こうして多くの大名が味方してくれたことで、逆転の兆しが見えてきた家康は最終的に福島正則と池田輝政を先鋒に西へと出兵させました。
山内一豊は、その功績により江戸幕府では初代・土佐藩主となり幕末の雄藩の一つとして血を繋いでいくことになります。
岐阜城の戦い
一方で西軍は美濃国の大垣城に控えていました。
そこに福島・池田両名が尾張国の清州城に到着したため、戦いの火ぶたが切って落とされるかと思われるのですが、東軍大将の徳川家康が到着しません。
福島・池田は次第に家康に不信感を持ち始めます。そこに家康の使者が到着し、家康は風邪をひいているので出陣が遅れると言いった内容でした。
この対応に福島正則は自分たちは捨て石にされたのかと激怒。
先鋒に従軍していた黒田長政は「家康は我々の本心を試しているのではないか?」と正則をなだめました。先鋒達の大名に戦う意思があるのか、ということですね。
これを聞いた福島正則は「もしそうならば西軍の岐阜城を落として見せよう!!」と出陣し、関ヶ原の前哨戦【岐阜城の戦い】が始まったのです。
岐阜城は山の上にあり、防御力も高く織田信長が居城としていた事もある城でした。
東軍の先鋒はそんな堅牢な城を3日で落とし、西軍に相当なショックを与えることに成功。岐阜を攻略された西軍は美濃国での支配権を大きく失い、勢いのまま東軍は大垣城まで迫っていきました。
徳川家康の出陣と関ヶ原の戦い
岐阜城の陥落を知った家康はとうとう重い腰を上げ出陣しました。家康は軍を二つに分けて江戸を出発します。

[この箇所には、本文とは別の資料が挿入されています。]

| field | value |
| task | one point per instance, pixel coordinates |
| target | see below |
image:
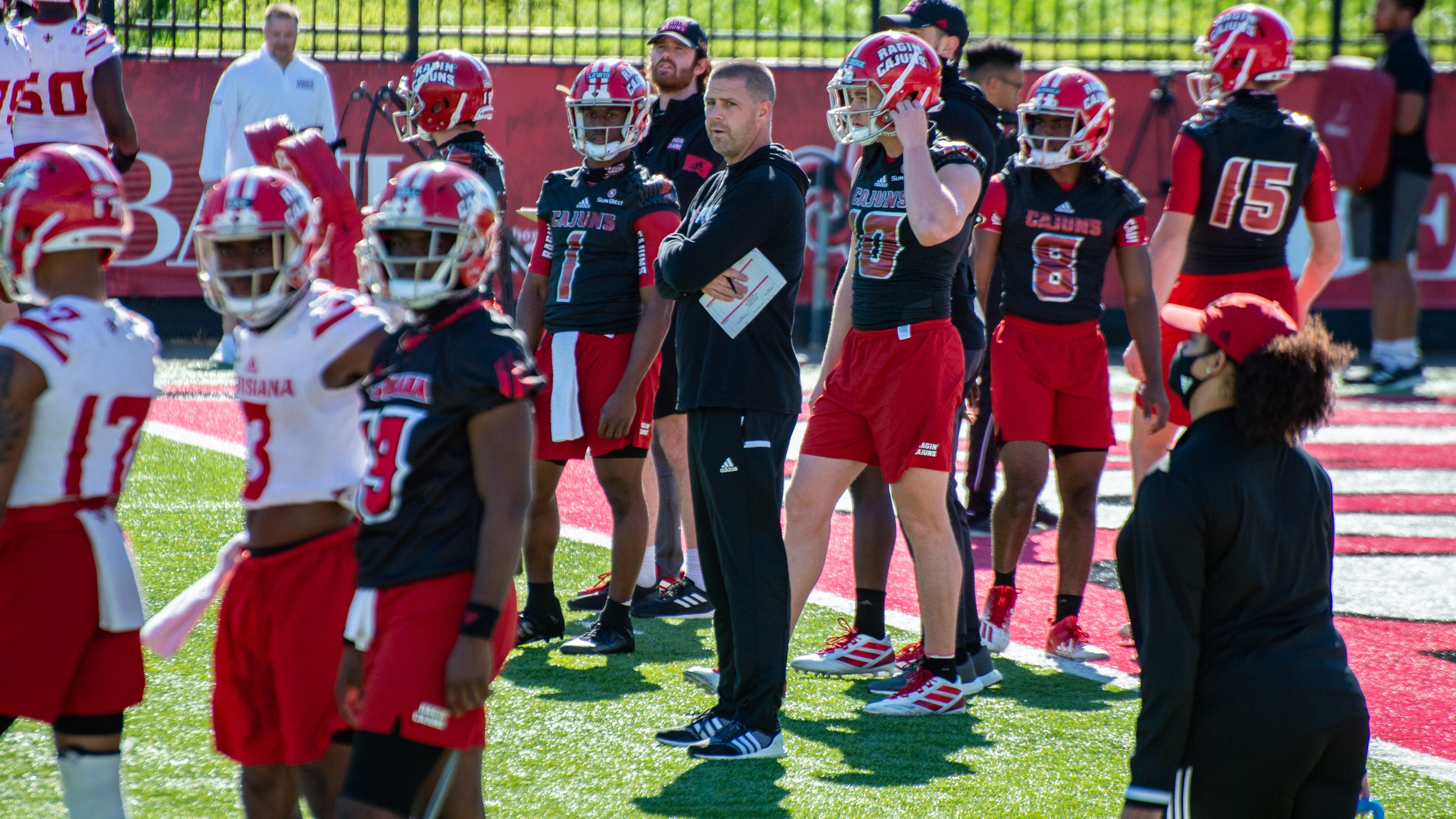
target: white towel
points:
(118, 589)
(359, 628)
(171, 627)
(565, 406)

自分は東海道を通って西へ進軍。息子・秀忠には中山道を通り西へと向かいましたが、信濃で真田正幸に妨害をされ美濃に到着しません。
一向に現れない秀忠を対に家康は見限り、軍勢を移動。こうして息子不在のままで始まったのが関ヶ原の戦いでした。
関ヶ原の戦い
関が原がある場所は岐阜県西部に位置しています。
東に南宮山、西に今須山、南に鈴鹿山脈、北に伊吹山系と言った盆地でした。この場所は、東西に中山道、北からは北国街道、南には伊勢街道と言った交通の要所でもありました。
このような地形で行われた関ヶ原の戦いで西軍は、盤石な体制を整えて挑みました。
石田三成が南宮山の東の大垣城でにらみを利かせている間に次々と西軍の大名たちが布陣していきます。西軍の布陣は「後は豊臣秀頼を迎えるだけで勝ちが確定する」というくらいの布陣になっていました。

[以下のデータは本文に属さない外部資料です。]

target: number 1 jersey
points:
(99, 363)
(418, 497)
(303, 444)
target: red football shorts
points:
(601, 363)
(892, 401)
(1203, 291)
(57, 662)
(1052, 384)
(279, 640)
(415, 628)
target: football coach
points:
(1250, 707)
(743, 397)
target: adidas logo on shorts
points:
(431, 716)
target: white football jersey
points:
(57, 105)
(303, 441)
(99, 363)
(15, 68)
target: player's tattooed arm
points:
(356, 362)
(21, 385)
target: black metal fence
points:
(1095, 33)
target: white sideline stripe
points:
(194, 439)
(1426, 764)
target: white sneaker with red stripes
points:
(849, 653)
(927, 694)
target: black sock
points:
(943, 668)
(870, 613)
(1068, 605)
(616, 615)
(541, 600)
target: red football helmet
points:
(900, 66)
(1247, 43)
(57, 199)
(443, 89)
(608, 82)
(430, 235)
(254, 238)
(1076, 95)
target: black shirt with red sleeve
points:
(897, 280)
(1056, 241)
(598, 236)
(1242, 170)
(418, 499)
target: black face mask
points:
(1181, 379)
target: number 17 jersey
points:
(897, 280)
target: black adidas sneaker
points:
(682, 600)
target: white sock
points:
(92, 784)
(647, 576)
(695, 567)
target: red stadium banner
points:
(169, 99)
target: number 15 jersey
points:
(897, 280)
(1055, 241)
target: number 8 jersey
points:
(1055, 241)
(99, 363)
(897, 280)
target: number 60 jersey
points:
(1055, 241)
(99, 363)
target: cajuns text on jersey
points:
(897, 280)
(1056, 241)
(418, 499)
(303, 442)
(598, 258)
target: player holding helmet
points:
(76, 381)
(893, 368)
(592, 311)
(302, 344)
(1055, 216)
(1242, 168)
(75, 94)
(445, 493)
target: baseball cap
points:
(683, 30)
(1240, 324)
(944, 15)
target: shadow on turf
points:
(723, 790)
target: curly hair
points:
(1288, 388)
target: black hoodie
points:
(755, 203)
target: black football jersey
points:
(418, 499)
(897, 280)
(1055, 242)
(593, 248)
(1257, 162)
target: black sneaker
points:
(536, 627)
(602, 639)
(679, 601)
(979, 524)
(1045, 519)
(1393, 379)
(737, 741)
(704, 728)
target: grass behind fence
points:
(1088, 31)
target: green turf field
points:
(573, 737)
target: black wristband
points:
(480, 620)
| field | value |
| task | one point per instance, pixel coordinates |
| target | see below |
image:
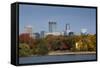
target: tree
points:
(40, 49)
(24, 50)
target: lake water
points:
(41, 59)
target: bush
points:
(24, 50)
(40, 49)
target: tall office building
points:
(67, 29)
(83, 31)
(42, 34)
(52, 26)
(28, 30)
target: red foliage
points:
(25, 38)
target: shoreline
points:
(71, 53)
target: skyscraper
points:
(52, 26)
(28, 30)
(67, 29)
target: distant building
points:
(28, 30)
(42, 34)
(71, 33)
(54, 33)
(52, 26)
(84, 31)
(67, 30)
(36, 35)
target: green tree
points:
(24, 50)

家康も秀頼公の為と大義名分を使っていたので、秀頼が西軍についてしまうと戦う事が出来ないからです。
しかし、ご存じの通り歴史上での勝者は徳川家康。
豊臣秀頼は関が原に到着する事はなく、家康は完璧に見える西軍の作戦の穴を突いていました。
合戦が始まる前にすでに関が原の東側に布陣していた毛利軍を寝返らせており、関が原の侵入に成功しています。ただその侵入に成功しても周りは敵だらけで囲まれてしまうので、東軍は小早川秀秋も寝返らせていました。西軍が挟み撃ちが出来ない状態をしかけていたのです。
こうした策略で「西軍有利」と思われた関ケ原の合戦は、ほぼ互角の状況になりました。
小早川・毛利勢の裏切りが分かると、大谷吉嗣は自分の持ち場を離れ、小早川秀秋軍に対応する事に。これを聞いた石田三成も大垣城を出て関が原に移動します。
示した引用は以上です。